A ida foi tranquila. Como pagamento, ela levou para o motorista um pedaço generoso do bolo de chocolate que fez em casa. O homem sorriu e agradeceu, a gentileza da menina o surpreendendo. Ela ficou chateada por sua primeira amiga e companheira de viagem não estar ao seu lado dessa vez, não tendo ninguém para conversar sobre suas leituras e descobertas semanais. Talvez ela se apegasse rápido demais às pessoas e por isso sofresse quando não as tinha por perto, mas quem poderia julgá-la? Seu aprisionamento durante seus dezesseis anos trouxe uma solidão imensurável, então se empolgava ao conhecer pessoas novas.

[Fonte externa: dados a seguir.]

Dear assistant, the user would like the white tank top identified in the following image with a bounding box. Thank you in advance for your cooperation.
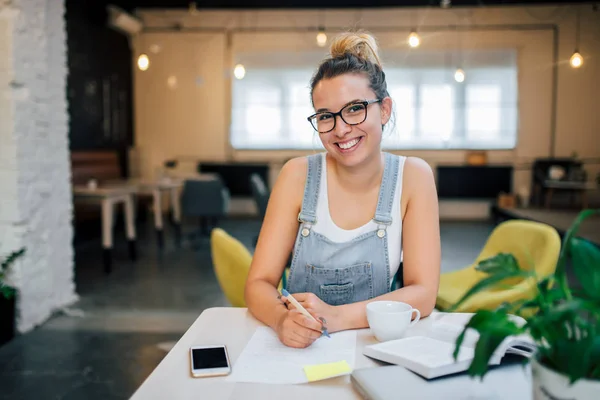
[312,153,406,281]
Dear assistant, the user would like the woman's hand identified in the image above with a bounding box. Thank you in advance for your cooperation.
[290,293,343,333]
[276,309,322,349]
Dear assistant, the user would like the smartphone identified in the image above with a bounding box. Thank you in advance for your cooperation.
[190,345,231,378]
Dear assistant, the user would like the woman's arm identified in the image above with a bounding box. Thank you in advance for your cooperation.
[294,157,441,332]
[245,158,321,347]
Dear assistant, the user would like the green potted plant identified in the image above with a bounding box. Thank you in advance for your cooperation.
[448,209,600,400]
[0,249,25,346]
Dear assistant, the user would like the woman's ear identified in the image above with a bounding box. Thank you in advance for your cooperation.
[381,96,392,125]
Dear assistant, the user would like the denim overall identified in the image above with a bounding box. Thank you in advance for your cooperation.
[287,153,402,305]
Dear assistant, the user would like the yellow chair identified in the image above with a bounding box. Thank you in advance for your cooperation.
[210,228,287,307]
[436,220,561,312]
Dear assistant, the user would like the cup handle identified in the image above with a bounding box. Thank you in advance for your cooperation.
[408,308,421,326]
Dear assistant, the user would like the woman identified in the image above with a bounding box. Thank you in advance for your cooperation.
[245,33,440,348]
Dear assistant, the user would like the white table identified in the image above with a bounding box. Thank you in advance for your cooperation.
[73,184,137,273]
[131,308,531,400]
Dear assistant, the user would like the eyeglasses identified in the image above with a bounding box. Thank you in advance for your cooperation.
[307,99,381,133]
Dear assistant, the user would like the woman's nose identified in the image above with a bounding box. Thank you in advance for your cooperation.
[334,115,352,137]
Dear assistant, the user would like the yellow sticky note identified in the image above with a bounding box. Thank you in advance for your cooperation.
[304,361,352,382]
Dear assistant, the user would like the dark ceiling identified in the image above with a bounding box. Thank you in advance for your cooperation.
[96,0,598,11]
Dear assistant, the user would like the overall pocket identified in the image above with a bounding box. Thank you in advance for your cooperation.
[306,262,373,306]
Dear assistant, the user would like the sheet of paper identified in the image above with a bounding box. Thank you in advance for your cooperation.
[226,327,356,384]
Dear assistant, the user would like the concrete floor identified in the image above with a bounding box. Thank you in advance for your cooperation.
[0,220,493,400]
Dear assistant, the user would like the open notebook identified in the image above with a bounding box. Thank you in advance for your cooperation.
[363,313,535,379]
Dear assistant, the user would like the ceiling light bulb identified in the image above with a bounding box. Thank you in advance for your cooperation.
[317,31,327,47]
[408,32,421,47]
[233,64,246,79]
[454,68,465,83]
[138,54,150,71]
[571,50,583,68]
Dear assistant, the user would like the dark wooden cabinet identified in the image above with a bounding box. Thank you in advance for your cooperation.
[436,165,513,200]
[65,0,133,150]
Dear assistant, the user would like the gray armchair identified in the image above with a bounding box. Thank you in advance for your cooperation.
[181,178,230,244]
[250,174,270,219]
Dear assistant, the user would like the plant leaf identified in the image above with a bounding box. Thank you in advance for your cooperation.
[571,237,600,300]
[446,270,535,312]
[554,209,600,299]
[475,253,521,275]
[453,310,524,377]
[0,282,15,300]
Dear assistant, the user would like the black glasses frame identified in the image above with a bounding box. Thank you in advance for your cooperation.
[307,99,383,133]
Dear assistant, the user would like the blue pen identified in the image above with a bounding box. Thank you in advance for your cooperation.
[281,289,331,338]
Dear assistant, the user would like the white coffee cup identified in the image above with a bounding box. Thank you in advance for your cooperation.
[367,301,421,342]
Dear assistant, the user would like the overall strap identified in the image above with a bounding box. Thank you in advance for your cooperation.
[374,153,400,225]
[298,153,323,224]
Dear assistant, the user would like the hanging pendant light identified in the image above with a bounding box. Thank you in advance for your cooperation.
[570,50,583,68]
[408,31,421,48]
[138,53,150,71]
[317,28,327,47]
[454,68,465,83]
[569,10,583,68]
[233,64,246,79]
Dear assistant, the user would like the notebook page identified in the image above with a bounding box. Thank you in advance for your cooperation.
[226,327,356,384]
[377,336,474,369]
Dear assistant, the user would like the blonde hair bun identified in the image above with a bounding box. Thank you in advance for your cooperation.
[329,32,381,67]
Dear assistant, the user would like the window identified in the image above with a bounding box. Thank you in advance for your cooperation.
[231,50,518,149]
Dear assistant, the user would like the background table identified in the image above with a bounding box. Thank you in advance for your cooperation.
[73,185,137,273]
[131,308,531,400]
[544,180,598,209]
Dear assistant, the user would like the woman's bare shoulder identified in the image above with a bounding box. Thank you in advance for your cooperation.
[403,157,435,198]
[273,157,308,204]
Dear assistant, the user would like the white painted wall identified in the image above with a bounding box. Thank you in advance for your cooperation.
[0,0,77,332]
[132,4,600,205]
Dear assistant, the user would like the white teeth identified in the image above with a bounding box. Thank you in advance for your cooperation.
[338,138,360,150]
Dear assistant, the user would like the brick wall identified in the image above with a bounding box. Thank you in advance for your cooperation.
[0,0,77,332]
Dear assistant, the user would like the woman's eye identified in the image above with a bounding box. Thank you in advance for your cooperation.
[348,104,364,113]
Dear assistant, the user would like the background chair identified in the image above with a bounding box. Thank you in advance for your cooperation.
[250,174,270,219]
[210,228,252,307]
[210,228,285,307]
[181,178,230,245]
[436,220,561,312]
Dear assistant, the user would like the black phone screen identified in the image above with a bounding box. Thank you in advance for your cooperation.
[192,347,228,369]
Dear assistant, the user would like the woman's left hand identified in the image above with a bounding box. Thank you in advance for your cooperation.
[285,293,342,333]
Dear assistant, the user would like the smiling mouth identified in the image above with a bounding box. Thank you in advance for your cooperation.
[336,136,363,150]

Seu primeiro passeio foi ao The Grove, um shopping a céu aberto com várias opções de lojas famosas ao lado. As marcas de grife, que ela sequer conhecia, exibiam roupas espalhafatosas que a faziam franzir o nariz em total descontentamento. Não possuía um vasto conhecimento sobre moda; afinal, nunca havia visto programas de televisão e não sabia nada sobre passarela ou roupas usadas pelas celebridades. Era cômico como ela nem conhecia as celebridades, como se viesse de um planeta distante em que o idioma não tivesse nenhuma conexão com o da Terra.

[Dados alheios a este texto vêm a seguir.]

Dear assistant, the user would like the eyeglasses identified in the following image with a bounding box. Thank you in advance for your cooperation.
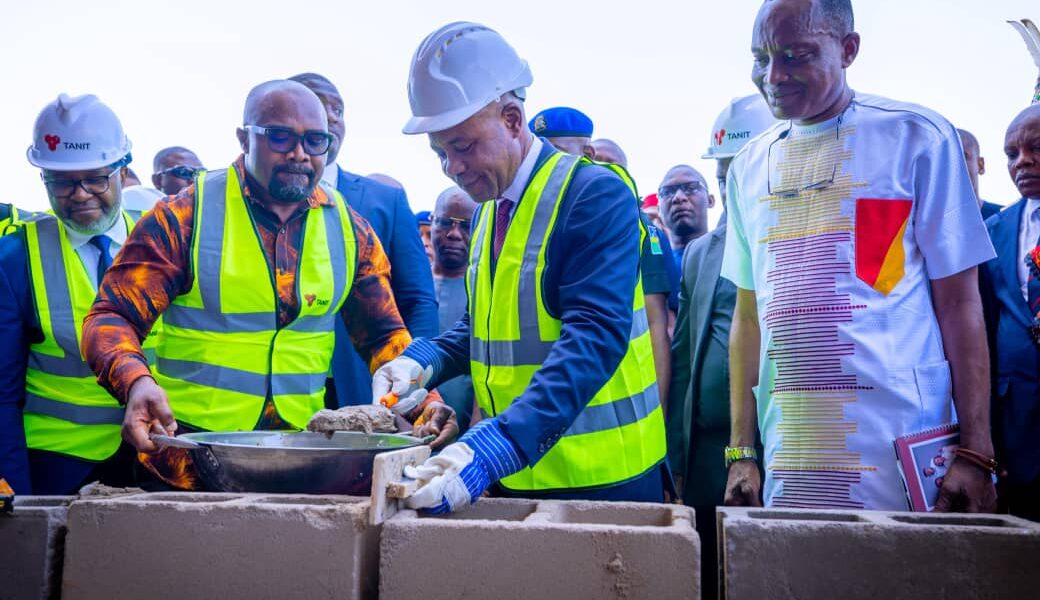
[244,125,333,156]
[41,166,123,198]
[156,164,202,181]
[430,216,470,232]
[765,111,852,198]
[657,181,705,199]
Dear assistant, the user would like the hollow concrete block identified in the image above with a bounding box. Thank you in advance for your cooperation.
[380,498,700,600]
[0,496,74,599]
[62,492,379,600]
[717,507,1040,600]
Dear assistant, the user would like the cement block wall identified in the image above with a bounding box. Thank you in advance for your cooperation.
[717,507,1040,600]
[380,498,700,600]
[62,492,379,600]
[0,496,74,599]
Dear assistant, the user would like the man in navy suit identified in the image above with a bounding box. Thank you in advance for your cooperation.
[982,104,1040,521]
[289,73,438,408]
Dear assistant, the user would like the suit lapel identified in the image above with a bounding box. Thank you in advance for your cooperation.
[690,222,726,372]
[336,164,365,210]
[992,199,1033,327]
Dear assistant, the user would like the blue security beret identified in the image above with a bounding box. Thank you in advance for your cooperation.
[527,106,592,137]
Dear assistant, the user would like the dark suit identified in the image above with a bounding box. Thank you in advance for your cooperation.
[332,166,438,407]
[666,213,736,598]
[981,199,1040,518]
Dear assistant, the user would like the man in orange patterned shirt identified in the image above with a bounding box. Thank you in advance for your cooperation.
[82,81,457,488]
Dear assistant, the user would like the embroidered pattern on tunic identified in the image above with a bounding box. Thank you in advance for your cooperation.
[758,125,877,508]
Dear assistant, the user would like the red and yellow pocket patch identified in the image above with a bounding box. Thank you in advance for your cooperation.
[856,198,913,295]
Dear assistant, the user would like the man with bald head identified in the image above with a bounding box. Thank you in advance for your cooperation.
[657,164,714,262]
[981,104,1040,521]
[430,186,476,431]
[289,73,438,408]
[592,137,628,168]
[152,146,203,195]
[722,0,996,512]
[957,129,1000,220]
[82,80,453,489]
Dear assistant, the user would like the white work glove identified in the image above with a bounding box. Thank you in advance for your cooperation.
[372,356,434,415]
[405,442,473,513]
[405,419,524,515]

A visita ao local foi, na verdade, um grande fracasso. Ela observou e observou, sentindo-se pior a cada momento. Parecia injusto um local com tantas coisas bonitas, mas também muito inacessíveis; os valores absurdos embaralhavam os olhos da garota que nunca pegou uma nota em sua mão. Tornava-se pior conforme seus pés travavam ao caminhar pela calçada da fama, cujo glamour contrastava com os moradores de rua que acampavam nas esquinas das ruas de Los Angeles. Pela primeira vez, ela concordou com a mãe: o mundo também podia ser um lugar cruel.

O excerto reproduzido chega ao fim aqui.